Следующие несколько секунд весь экран заполняло искаженное ужасом нежное личико Лейлы.
— Хорошо, Гарри, не забивай голову насчет туалета, — успокоила Газзу Лейла. — А что скажешь о мытье посуды? Или ты согласен есть из заплесневелых тарелок?
Дэвид, совершенно неотразимый в своей балахонистой рубашке, даже не открыл глаз.

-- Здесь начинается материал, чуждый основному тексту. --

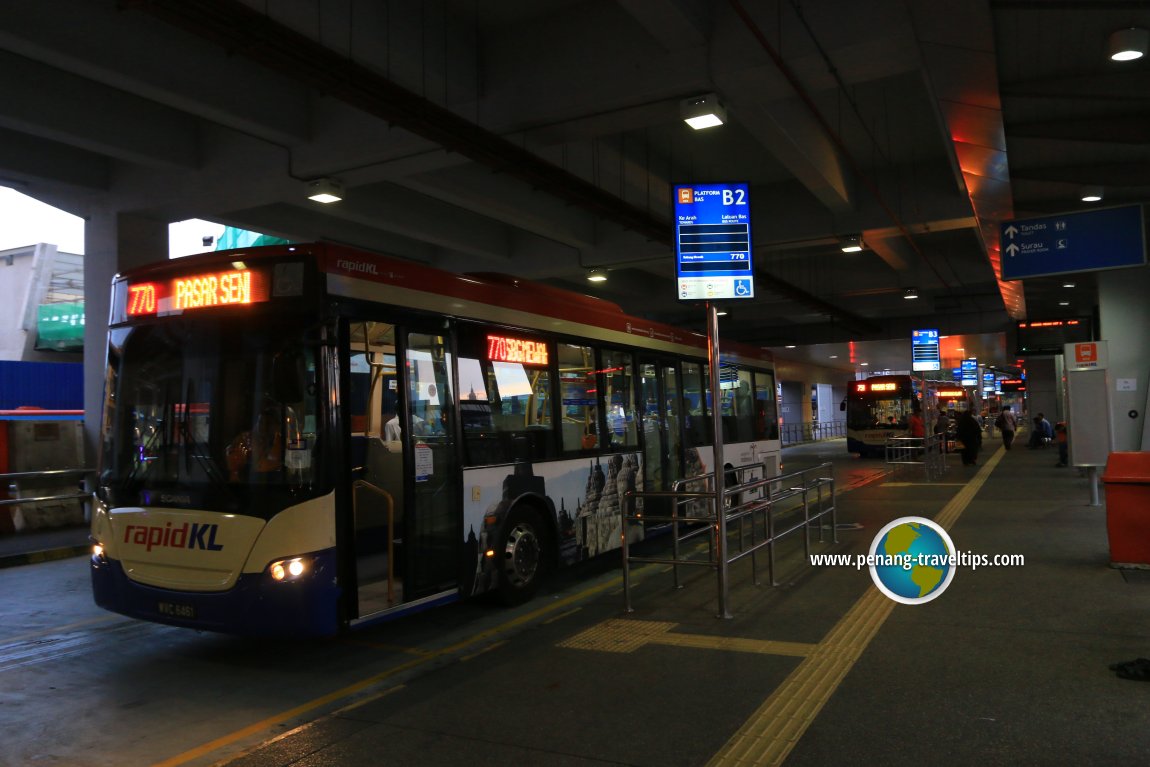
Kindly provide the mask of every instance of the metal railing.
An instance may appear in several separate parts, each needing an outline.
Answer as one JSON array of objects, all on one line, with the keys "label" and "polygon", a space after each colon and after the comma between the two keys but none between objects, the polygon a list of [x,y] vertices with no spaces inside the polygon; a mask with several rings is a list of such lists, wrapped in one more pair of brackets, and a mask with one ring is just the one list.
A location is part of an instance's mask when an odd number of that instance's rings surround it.
[{"label": "metal railing", "polygon": [[[803,531],[803,549],[810,561],[811,527],[817,526],[819,541],[824,540],[823,518],[830,517],[832,539],[838,543],[836,528],[835,480],[833,465],[818,466],[778,477],[755,478],[762,464],[748,464],[727,470],[736,482],[728,482],[723,491],[723,504],[715,505],[713,475],[704,474],[679,480],[669,491],[628,491],[623,503],[623,530],[631,523],[669,523],[671,556],[633,556],[628,536],[623,535],[623,600],[627,612],[631,607],[631,564],[634,562],[669,564],[675,588],[682,588],[679,566],[709,567],[716,571],[719,590],[719,615],[730,618],[728,609],[731,564],[749,557],[751,576],[759,584],[757,554],[767,550],[767,571],[771,585],[775,580],[775,544],[792,533]],[[749,477],[749,478],[748,478]],[[688,490],[689,487],[698,487]],[[648,501],[668,499],[669,513],[652,514]],[[796,503],[783,504],[796,499]],[[640,502],[643,508],[640,509]],[[829,505],[828,505],[829,502]],[[801,518],[798,512],[801,509]],[[781,528],[780,529],[780,524]],[[685,532],[681,532],[686,527]],[[706,558],[698,558],[700,547],[684,554],[683,544],[706,537]]]},{"label": "metal railing", "polygon": [[[81,483],[83,477],[94,474],[95,469],[48,469],[45,471],[18,471],[10,474],[0,474],[0,481],[8,481],[8,492],[18,493],[20,487],[13,480],[20,479],[51,479],[54,477],[67,477],[67,476],[80,476]],[[69,493],[66,495],[45,495],[36,498],[9,498],[0,500],[0,506],[17,506],[22,503],[37,503],[41,501],[68,501],[72,499],[88,499],[92,497],[90,491],[79,493]]]},{"label": "metal railing", "polygon": [[824,439],[834,439],[846,435],[846,421],[806,421],[804,423],[784,423],[779,426],[779,438],[783,445],[820,442]]},{"label": "metal railing", "polygon": [[946,473],[949,441],[946,434],[926,437],[888,437],[886,463],[889,466],[921,466],[928,481]]}]

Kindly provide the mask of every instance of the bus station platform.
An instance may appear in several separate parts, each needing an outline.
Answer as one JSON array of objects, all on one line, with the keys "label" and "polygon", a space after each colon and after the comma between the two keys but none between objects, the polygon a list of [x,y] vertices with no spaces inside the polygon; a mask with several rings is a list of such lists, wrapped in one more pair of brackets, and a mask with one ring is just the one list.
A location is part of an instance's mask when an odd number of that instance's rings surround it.
[{"label": "bus station platform", "polygon": [[[799,534],[780,544],[778,585],[761,562],[760,585],[749,561],[732,565],[730,618],[710,570],[675,589],[654,564],[634,567],[627,613],[607,557],[518,608],[465,602],[268,643],[101,617],[83,559],[48,561],[86,531],[8,536],[3,561],[44,564],[0,570],[31,614],[7,614],[17,636],[0,670],[28,697],[8,710],[0,765],[1146,763],[1150,684],[1111,666],[1150,658],[1150,570],[1110,566],[1105,505],[1056,451],[987,440],[977,466],[951,456],[933,482],[841,439],[783,458],[788,472],[832,464],[838,543],[815,532],[812,554],[865,555],[888,523],[919,516],[958,552],[1023,560],[959,566],[936,599],[907,605],[866,568],[811,564]],[[70,595],[87,606],[49,617]],[[132,652],[109,655],[109,641]],[[53,647],[54,665],[28,665]],[[32,695],[57,688],[70,691]],[[35,735],[65,720],[72,735]]]},{"label": "bus station platform", "polygon": [[[845,452],[784,460],[825,450]],[[865,569],[807,564],[800,545],[778,586],[732,568],[729,619],[707,571],[675,590],[665,568],[640,568],[630,614],[604,572],[538,597],[514,632],[380,677],[222,763],[1145,763],[1150,684],[1110,666],[1150,657],[1150,572],[1109,566],[1105,507],[1055,451],[988,441],[978,466],[954,458],[936,482],[902,471],[842,488],[839,543],[812,553],[865,554],[886,523],[922,516],[960,552],[1024,564],[959,567],[937,599],[906,605]]]}]

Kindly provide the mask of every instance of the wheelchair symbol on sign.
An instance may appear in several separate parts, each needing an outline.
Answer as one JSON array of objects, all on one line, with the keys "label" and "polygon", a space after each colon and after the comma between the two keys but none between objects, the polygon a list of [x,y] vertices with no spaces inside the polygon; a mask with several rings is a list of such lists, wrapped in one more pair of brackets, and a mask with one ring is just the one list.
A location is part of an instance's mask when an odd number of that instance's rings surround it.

— Давайте решим, что в первую неделю каждый занимается только своими делами. Я, например, вывожу из организма токсины и поэтому питаюсь вареным рисом, который, как полагаю, гораздо легче смывать с тарелки, чем разъедающую кишки отраву, потребляемую Гарри, Келли и Джазом.
— А меня это устраивает, — отозвался Газза. — И вообще, свою тарелку я каждый раз вытираю куском хлеба.
— Я понимаю, Гарри, — продолжала Лейла. — Нисколько на тебя не давлю, но не забывай, что хлеб, он для всех. Надеюсь, что имею право это сказать. Только пойми, я тебя совсем не напрягаю.
Гарри ничего не ответил, лишь ухмыльнулся.
— А тебе не кажется, Дэвид, — спросила Келли, — что мыть посуду по отдельности довольно глупо?
— Почему, Келли? — Дэвид открыл глаза и одарил девушку мягкой, доброй, снисходительной улыбкой, напоминавшей оскал гремучей змеи.